Brilló siempre la cuerda, bien empastada, con un sonido lleno y de generosa amplitud de arco, apoyada en una magnífica, sólida y bien resonante sección grave. Lo hicieron también la madera y los metales (trompetas y trombones). Personalmente hubiera gustado de algo más de presencia de la percusión (timbal aparte, que estuvo magnifico) en la mencionada entrada de los Caballeros del Grial, pero se trata en todo caso de minucias.
Esta música se sostiene mal si las voces no funcionan, pero las escuchadas ayer lo hicieron, con un nivel que se movió entre lo correcto y lo excelente. En el primer apartado podemos situar al tenor americano Bryan Register, una voz de timbre y presencia no deslumbrantes, que presentó un protagonista de plausible extensión y matiz, pero corto de intensidad en los momentos de mayor desgarro. Tal fue el caso de Und ich, ich bin’s, der all dies Elend schuf! (¡Y he sido yo el portador de tanta desdicha!). Resultado simplemente correcto, un tanto gris, lejos de lo que pueden ofrecer hoy día otros como Andreas Schager.
El ya veterano Franz-Josef Selig, a quien vimos en el mismo papel de Gurnemanz en el inolvidable Parsifal que Semyon Bychkov dirigió en el Real en 2016, reiteró su magnífica prestación de entonces. La voz mantiene la nobleza de timbre y la excelencia expresiva, cada palabra presentada con los matices y resonancia oportunos, aunque la presencia, en todo caso de gran impacto, haya mermado algo respecto a lo escuchado entonces.

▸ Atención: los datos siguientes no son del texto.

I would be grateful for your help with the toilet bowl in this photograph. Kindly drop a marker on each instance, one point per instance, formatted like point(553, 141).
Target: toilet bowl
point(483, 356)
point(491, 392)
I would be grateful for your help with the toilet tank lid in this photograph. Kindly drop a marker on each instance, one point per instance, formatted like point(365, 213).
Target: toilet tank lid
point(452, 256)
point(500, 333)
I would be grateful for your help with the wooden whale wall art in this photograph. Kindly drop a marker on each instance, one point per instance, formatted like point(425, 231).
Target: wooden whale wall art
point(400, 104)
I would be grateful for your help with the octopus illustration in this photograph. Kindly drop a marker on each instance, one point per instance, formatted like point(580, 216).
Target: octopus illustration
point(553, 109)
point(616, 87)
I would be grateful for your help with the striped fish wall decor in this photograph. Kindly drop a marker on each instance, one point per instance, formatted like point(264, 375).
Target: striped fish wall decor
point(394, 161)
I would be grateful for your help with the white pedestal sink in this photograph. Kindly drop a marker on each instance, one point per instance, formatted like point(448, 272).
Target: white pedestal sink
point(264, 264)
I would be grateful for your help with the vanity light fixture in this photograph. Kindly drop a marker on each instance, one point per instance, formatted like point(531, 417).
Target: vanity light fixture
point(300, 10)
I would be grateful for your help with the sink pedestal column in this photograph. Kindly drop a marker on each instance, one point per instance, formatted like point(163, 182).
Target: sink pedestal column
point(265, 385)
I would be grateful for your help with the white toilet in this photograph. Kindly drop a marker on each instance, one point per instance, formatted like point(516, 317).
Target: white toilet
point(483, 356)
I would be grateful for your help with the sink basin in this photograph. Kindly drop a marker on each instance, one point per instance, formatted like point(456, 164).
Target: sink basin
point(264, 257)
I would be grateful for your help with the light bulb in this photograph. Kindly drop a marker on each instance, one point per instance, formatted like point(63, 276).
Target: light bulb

Pero no nos engañemos: el suyo es un Gurnemanz de una grandeza como no se escuchan muchos hoy en día. Magnífico.
Asombró el polaco Tomas Konieczny como Jochanaan en la magnífica Salomé que ofreció la OCNE el pasado año, y también en el Real (Wotan, en el por lo demás bastante infumable Anillo ofrecido en los últimos años). Lo volvió a hacer ayer. Su Amfortas fue imponente, de apabullante presencia y poderío vocal, pero también de una intensidad expresiva realmente impactante. Es de los que a uno le deja siempre con ganas de escuchar más. Notable prestación del Coro Nacional, e impecable la de uno de sus miembros, Francesca Calero, en el breve cometido que Wagner reserva al papel de Kundry en este acto.
El final, muy bien armado por Afkham, transmitió con acierto la medida última de esa paz sublimada tan magistralmente escrita por Wagner. Quiso el maestro retener los aplausos unos segundos, pero la impaciencia de alguno lo hizo imposible. En los tiempos de Knappertsbusch en Bayreuth no se aplaudía. Si no recuerdo mal, en los de Karajan en el Festival de Pascua, tampoco. No quiero llegar a esos extremos, pero hubiera agradecido, al menos, unos segundos de recogido y reflexivo silencio. La música, tan celestial, y la estupenda traducción, lo merecían. El éxito, finalmente, fue grandísimo para todos. Una excelente y celestial catarsis wagneriana.